Published online by Cambridge University Press: 07 December 2009
Kuhn's influence on feminist science studies and feminist theory of knowledge might well be understood as an example of the principle of unintended consequences. Kuhn's notions of theory-laden meaning and observation and of revolutionary science were embraced by feminist thinkers, who applied them in ways that seem their natural and logical extensions. Judging from remarks in later essays such as “The Trouble with the Historical Philosophy of Science,” Kuhn would have had serious reservations about these applications, as he had about many of those in science studies who took his views as a mandate to inquire into the social nature of scientific inquiry. Nevertheless, the power of his challenge to logical empiricist philosophy of science provided a philosophical basis for a wide range of critical approaches to the sciences.

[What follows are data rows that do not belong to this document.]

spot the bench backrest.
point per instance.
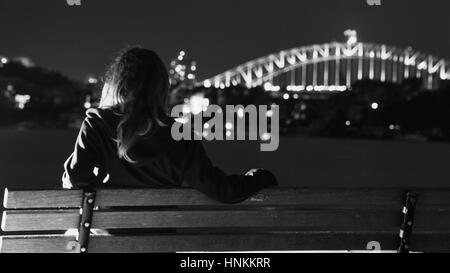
(279, 219)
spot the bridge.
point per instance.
(334, 67)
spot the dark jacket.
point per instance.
(161, 162)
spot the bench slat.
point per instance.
(68, 219)
(196, 242)
(189, 197)
(30, 220)
(422, 242)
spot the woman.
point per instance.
(127, 140)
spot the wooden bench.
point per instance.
(279, 219)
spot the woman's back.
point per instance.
(159, 162)
(128, 140)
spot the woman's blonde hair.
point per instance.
(136, 88)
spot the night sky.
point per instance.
(219, 34)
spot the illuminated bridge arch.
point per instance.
(334, 67)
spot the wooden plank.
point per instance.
(202, 242)
(25, 220)
(42, 199)
(31, 220)
(39, 244)
(298, 241)
(190, 197)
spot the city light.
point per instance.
(21, 100)
(207, 84)
(92, 80)
(240, 113)
(196, 104)
(352, 37)
(265, 137)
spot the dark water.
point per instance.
(33, 159)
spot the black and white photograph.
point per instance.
(242, 129)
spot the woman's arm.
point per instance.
(202, 175)
(79, 167)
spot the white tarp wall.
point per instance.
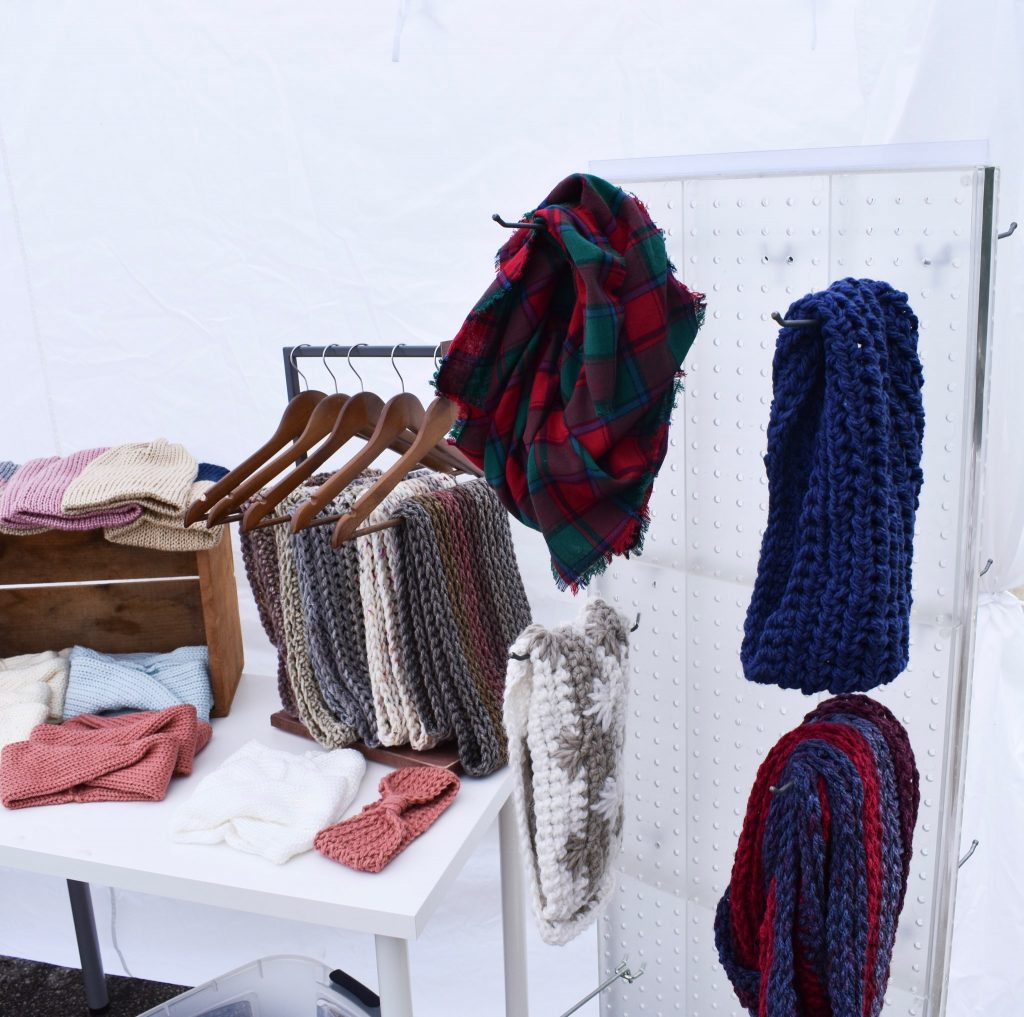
(186, 187)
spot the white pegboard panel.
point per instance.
(697, 729)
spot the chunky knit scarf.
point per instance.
(807, 925)
(565, 373)
(830, 608)
(392, 682)
(565, 715)
(329, 582)
(310, 705)
(459, 584)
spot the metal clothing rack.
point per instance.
(399, 350)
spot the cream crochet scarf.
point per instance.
(565, 716)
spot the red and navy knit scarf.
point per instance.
(565, 373)
(807, 925)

When The Structure of Scientific Revolutions burst upon the academic scene in the early 1960s, the second wave of feminism was in its earliest stages: identifying the forms of legal discrimination against women, challenging the cultural expectations of femininity, agitating for access to contraception and abortion, and rebelling against the second-class status accorded to women in the civil rights and antiwar movements. By the early 1970s, feminists in the academy had expanded the reach of feminism to analysis and critique of the research and scholarship that supported the discriminatory legal and social treatment of women. They argued that the traditional academic disciplines were guilty not only of professional discrimination in university admissions, hiring, and promotion, but also of scholarly discrimination.